Later scenes with the zombies in the mine are also effective. The only downside is that the zombie that scares Sylvia, earlier in the movie, when it throws Alice 's corpse at her, whilst issuing a cackle through it's undead lips, is easily the creepiest zombie of the lot.

Benard's score gives Plague its no-nonsense attitude. The voodoo drums would be borrowed by Fabio Frizzi for Fulci's Zombie Flesheaters, over dubbing wailing on to the music giving it a further creepy atmosphere.Typically, for that era, the score borders on the avant-garde but Benard keeps the score accessible and not too abstract.

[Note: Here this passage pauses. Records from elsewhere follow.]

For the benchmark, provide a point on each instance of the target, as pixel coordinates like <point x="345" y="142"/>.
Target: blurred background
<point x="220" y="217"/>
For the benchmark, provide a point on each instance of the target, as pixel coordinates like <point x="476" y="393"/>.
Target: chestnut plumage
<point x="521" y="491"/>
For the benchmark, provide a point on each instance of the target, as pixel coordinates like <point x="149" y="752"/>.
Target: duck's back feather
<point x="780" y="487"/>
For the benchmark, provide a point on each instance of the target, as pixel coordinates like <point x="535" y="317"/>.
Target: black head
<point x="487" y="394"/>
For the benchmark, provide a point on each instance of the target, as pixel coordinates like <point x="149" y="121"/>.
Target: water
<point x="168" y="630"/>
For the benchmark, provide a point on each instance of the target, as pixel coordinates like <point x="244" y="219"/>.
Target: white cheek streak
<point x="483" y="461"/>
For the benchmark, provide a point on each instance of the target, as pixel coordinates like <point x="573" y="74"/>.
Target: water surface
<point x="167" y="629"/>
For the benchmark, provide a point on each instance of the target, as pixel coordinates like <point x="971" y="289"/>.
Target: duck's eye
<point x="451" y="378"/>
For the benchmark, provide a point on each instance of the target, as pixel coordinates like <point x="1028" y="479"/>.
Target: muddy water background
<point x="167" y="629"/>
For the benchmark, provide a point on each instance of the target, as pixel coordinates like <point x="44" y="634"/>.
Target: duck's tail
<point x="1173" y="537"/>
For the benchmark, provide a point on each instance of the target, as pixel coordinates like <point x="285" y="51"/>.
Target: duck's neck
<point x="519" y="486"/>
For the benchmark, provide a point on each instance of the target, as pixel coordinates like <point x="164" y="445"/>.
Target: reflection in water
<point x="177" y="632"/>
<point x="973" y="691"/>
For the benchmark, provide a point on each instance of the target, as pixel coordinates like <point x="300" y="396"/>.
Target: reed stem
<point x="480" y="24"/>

This Blu-ray presentation is fantastic. You can see how good the work has been from the restoration comparison featurette on the disc.  Extras also includeWorld of Hammer episode “Mummies, Werewolves And The Living Dead” / Brand new featurette: ‘Raising The Dead’ / Restoration comparison / Restored trailer

The restoration makes the movie look as if it had been released yesterday. Hopefully, more Hammer movies will receive this treatment in future and I know a couple are in the pipeline for restoring. This British Institution certainly deserves the effort.

Score: 9/10

Plague of the Zombies was released on 18th June 2012. Grab one!